McQuin Baron

Personal information
- Born: 27 October 1995 (age 30) Laguna Beach, California
- Height: 203 cm (6 ft 8 in)
- Weight: 104 kg (229 lb)

Sport
- Sport: Water polo
- Position: Goalkeeper
- College team: University of Southern California
- Club: Regency WP Club United Water Polo Club
- Coached by: Chris Segesman (Mater Dei) Jovan Vavic (USC)

Medal record
Representing United States
Pan American Games
| Gold medal – first place | 2015 Toronto | team |

= McQuin Baron =

American water polo player (born 1995)

McQuin Baron (born 27 October 1995) is a former water polo goaltender from the United States who competed for the University of Southern California. He was part of the American team that competed in the water polo tournament at the 2016 Rio de Janeiro Olympics, where the team finished in tenth place.

== Early life ==
McQuin Baron was born one of four children on October 27, 1995 in Laguna Beach, California to father Mike and mother Mindy. He attended Santa Ana, California's Mater Dei High School where he helped lead the team to three California Interscholastic Federation Southern Section titles. At Mater Dei, he was coached by former Olympian and Water Polo Hall of Fame inductee Chris Segesman. Baron was honored as a first team All-CIF and All-League selection. He was a league Most Valuable player in his Senior year in 2013, and a Player of the Year. As an outstanding goaltender, he was credited with a notable 1,200 saves during his four years in High School. In Club play, he competed for the Regency Water Polo Club.

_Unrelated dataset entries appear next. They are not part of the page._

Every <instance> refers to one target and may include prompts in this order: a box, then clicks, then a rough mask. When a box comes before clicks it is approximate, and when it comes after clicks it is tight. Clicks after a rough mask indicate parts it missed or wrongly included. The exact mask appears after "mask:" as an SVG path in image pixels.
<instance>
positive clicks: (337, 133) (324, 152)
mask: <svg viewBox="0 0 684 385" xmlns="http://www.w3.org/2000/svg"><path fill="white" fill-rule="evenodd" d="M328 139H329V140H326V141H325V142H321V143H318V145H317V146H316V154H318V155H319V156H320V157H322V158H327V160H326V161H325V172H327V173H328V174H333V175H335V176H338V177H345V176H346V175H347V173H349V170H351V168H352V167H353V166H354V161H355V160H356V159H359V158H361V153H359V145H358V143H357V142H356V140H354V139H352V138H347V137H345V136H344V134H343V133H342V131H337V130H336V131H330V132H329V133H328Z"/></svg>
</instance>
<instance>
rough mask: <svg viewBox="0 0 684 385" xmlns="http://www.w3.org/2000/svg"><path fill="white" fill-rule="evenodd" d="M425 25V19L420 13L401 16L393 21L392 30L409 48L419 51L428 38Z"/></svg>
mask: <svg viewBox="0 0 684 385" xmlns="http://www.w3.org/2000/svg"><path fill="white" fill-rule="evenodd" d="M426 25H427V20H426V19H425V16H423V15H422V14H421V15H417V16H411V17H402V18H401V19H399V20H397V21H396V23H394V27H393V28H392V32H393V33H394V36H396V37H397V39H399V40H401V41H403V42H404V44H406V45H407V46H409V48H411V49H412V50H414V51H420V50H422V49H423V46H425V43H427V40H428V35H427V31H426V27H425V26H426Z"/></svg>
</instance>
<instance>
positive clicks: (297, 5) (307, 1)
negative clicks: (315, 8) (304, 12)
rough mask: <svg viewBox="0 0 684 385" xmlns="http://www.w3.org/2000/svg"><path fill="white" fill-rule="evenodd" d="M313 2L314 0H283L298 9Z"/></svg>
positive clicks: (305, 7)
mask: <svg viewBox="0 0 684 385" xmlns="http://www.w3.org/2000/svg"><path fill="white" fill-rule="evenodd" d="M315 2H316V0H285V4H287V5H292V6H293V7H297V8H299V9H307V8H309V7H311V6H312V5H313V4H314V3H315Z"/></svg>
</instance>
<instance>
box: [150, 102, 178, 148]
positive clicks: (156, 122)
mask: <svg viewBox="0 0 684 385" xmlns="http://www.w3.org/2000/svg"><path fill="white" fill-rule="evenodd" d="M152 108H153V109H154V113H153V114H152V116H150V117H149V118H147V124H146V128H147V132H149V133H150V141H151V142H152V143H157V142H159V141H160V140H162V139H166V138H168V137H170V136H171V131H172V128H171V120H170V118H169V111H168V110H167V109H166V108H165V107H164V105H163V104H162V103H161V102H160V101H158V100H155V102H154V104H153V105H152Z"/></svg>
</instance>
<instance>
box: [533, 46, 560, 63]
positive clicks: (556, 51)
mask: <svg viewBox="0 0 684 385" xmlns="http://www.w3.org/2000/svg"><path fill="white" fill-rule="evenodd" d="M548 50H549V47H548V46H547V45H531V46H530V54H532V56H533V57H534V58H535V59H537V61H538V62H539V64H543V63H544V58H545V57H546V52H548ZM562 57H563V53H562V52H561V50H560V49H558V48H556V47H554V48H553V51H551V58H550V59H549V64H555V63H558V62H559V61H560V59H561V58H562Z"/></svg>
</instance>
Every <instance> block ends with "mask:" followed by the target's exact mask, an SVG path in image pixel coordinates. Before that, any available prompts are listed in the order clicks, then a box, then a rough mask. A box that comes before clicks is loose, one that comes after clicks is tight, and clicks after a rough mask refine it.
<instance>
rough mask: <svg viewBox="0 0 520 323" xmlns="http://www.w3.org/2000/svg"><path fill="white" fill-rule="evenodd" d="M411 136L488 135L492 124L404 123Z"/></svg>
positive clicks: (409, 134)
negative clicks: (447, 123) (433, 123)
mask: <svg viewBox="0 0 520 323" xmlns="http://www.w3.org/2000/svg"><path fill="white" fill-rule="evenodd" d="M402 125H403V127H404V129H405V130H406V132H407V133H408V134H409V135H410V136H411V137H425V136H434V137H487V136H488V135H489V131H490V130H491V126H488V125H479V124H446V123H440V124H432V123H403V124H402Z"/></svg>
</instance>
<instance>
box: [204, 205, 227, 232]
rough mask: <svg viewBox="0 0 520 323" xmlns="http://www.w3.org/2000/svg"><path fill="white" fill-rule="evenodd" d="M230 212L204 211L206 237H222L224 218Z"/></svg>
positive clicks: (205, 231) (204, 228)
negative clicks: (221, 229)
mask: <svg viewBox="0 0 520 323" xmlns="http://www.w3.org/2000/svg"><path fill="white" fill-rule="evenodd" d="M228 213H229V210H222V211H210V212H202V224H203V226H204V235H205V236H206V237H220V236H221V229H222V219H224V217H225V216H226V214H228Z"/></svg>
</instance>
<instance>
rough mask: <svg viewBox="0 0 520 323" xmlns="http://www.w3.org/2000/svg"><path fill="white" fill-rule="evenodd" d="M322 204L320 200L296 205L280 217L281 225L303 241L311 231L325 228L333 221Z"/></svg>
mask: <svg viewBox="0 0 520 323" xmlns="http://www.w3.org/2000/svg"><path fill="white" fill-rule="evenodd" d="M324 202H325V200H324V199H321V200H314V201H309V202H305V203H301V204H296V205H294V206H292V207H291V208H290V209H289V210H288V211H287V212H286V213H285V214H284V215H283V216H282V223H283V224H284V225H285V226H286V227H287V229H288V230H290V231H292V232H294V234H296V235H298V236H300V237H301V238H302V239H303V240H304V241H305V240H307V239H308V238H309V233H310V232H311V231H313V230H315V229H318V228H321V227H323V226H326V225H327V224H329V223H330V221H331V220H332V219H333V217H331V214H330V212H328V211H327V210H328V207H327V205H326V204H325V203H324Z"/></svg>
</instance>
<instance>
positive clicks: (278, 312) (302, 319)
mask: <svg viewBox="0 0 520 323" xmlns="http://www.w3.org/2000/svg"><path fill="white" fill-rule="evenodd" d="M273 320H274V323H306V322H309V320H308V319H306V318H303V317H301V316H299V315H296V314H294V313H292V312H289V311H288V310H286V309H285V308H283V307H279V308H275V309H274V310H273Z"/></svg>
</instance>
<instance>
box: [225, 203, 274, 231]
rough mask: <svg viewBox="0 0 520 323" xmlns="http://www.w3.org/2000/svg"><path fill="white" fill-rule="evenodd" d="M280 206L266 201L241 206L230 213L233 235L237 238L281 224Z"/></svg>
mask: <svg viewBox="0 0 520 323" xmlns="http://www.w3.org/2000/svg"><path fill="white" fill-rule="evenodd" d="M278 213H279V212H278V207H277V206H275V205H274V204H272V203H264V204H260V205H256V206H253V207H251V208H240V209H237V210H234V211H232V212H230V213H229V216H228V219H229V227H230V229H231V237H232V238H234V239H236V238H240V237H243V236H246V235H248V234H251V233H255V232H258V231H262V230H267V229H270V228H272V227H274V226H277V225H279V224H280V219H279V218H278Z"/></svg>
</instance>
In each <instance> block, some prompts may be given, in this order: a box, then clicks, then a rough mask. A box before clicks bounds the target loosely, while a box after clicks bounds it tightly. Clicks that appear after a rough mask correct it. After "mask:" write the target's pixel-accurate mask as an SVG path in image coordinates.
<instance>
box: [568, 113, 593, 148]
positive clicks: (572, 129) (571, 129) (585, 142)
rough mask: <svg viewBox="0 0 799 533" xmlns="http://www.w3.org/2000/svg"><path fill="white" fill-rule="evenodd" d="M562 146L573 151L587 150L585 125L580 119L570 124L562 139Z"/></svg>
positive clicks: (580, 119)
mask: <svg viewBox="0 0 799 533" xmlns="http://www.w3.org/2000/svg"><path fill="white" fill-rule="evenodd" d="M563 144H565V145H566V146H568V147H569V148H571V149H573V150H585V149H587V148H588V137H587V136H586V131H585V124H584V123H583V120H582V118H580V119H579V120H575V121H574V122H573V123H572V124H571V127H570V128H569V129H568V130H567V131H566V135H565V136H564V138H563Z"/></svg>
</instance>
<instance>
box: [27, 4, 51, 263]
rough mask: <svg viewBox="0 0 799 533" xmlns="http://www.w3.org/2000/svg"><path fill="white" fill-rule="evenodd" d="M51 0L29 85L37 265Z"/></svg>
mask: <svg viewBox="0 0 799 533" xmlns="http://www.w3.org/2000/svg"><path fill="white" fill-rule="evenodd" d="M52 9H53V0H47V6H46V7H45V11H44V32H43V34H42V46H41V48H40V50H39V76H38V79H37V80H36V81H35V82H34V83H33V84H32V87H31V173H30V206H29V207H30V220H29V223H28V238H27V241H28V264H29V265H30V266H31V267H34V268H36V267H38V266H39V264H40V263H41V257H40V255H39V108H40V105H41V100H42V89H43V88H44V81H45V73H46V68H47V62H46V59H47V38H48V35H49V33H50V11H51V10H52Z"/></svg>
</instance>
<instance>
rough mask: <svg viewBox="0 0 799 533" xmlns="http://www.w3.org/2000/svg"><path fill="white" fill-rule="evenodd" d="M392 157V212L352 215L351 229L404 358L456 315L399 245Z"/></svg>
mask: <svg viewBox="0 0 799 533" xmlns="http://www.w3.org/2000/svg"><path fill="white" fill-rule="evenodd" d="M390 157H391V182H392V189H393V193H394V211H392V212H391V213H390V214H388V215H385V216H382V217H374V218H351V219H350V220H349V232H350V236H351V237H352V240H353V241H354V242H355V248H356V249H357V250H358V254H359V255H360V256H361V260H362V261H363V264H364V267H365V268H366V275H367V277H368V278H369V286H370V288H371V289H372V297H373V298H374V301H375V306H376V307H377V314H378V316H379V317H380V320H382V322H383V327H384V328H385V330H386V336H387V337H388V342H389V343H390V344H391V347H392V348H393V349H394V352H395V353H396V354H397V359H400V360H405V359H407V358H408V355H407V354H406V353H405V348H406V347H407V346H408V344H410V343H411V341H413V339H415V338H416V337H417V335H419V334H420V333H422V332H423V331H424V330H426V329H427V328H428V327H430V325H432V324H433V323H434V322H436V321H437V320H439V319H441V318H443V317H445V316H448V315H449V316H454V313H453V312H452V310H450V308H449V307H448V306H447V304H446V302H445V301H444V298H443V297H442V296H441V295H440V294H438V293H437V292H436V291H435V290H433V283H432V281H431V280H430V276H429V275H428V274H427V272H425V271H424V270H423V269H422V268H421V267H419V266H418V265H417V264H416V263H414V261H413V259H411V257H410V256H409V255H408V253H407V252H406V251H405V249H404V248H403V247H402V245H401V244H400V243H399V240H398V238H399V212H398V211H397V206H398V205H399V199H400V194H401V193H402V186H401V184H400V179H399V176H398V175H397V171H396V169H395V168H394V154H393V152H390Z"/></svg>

== University of Southern California ==
Baron attended the University of Southern California, where as a Junior in 2016, he was honored with the Peter J. Cutino Award, given to the top collegiate water polo player of the year. Playing under Coach Jovan Vavic, the USC water polo team made the finals of the NCAA tournament from 2014 to 2016, and won the National Championship in 2018. As a nationally recognized goalkeeper, Baron was voted the National Player of the Year, and was credited with 247 saves in 2016. In his Sophomore season at USC, he had 282 saves, and earned Second Team All American standing. In his first USC Season, he had 288 saves, a school record, and received Second team All-American honors. He was planning on majoring in urban planning and development at USC.

==2016 Rio Olympics==
Baron participated with the men's Olympic water polo tournament at the 2016 Summer Olympics in Rio de Janeiro, where the U.S. team finished 10th overall, under U.S. Head Olympic Coach Dejan Udovičić, with Serbia taking the Gold, Croatia the silver, and Italy taking the bronze medal. In their second game, the US team lost to Spain with a close a disappointing final score of 10–9, and lost their first game against the strong team from Croatia 7–5. Team Captain Tony Avezedo was a team high scorer.

In international competition, as part of the US National team, he participated in the FINA World League Super Final in 2016, and at the Super Finals in 2014 and 2015. He was also on the US National team at the FINA World Aquatic Championships in 2015 and 2017. Baron was part of the US National team that captured a gold medal at the 2015 Pan American Games in Toronto, Canada.